Увы, когда Вилли вернулся домой и гордо продемонстрировал миссис Гуревич украсившее его кожу изображение, та разразилась потоками слез и впала в гневное возмущение, граничившее с бешенством. Вывела ее из себя не столько сама татуировка (хотя и это тоже, учитывая то, что татуировка запрещена законами Моисея, и то, что означала для нее татуировка на еврейской коже), сколько ее сюжет. Трехцветный Санта Клаус на запястье Вилли в глазах миссис Гуревич был символом предательства и неисцелимого безумия — именно поэтому она так отреагировала на его появление. До этого момента она еще питала надежды на полное выздоровление своего чада.

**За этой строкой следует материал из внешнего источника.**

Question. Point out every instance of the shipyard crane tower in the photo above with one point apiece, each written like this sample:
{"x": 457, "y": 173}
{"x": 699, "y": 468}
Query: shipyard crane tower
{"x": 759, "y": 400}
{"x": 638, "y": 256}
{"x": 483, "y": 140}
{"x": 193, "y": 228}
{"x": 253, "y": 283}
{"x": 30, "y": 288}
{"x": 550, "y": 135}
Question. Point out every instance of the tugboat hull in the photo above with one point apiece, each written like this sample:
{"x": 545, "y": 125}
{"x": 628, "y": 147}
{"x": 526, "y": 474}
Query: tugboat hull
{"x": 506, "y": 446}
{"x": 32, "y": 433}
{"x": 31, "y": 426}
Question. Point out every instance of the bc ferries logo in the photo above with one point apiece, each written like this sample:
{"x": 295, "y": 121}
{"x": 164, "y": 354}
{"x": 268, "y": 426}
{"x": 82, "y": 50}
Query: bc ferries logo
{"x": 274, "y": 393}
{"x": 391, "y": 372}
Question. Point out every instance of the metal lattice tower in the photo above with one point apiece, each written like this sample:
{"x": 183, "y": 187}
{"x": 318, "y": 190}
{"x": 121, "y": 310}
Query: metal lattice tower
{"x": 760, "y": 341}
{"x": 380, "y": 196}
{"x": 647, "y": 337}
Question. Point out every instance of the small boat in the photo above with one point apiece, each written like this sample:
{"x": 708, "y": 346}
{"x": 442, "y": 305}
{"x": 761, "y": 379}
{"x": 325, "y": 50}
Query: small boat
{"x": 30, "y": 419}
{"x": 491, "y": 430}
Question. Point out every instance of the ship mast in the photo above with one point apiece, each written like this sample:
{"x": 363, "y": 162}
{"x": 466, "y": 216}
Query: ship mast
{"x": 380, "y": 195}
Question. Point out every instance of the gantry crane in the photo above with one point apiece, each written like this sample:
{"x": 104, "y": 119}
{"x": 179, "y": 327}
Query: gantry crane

Миссис Гуревич считала, что всему виной наркотики и что как только их зловредные молекулы покинут организм Вилли и кровь его очистится, он тут же перестанет проводить дни напролет перед телевизором и вернется обратно в колледж. Но теперь все было кончено. Одного взгляда на татуировку было достаточно, чтобы это понять. Тщетные надежды и пустые ожидания упали к ее ногам и разлетелись на мелкие осколки. Санта Клаус был лазутчиком из лагеря врага; он состоял на службе у пресвитерианцев и католиков, у иисусопоклонников и антисемитов, у Гитлера и ему подобных. Гои завладели мозгом Вилли, а значит, пиши пропало. Все начнется тихо-мирно с Рождества, а там и Пасха не за горами, потом, глядишь, на свет божий появятся кресты и пойдут разговоры о том, что жиды Христа продали, а дальше и оглянуться не успеешь, как штурмовики начнут колотить сапогами в твою дверь. Для миссис Гуревич не было особой разницы в том, что ее сын изобразил на запястье — Санта Клауса или свастику.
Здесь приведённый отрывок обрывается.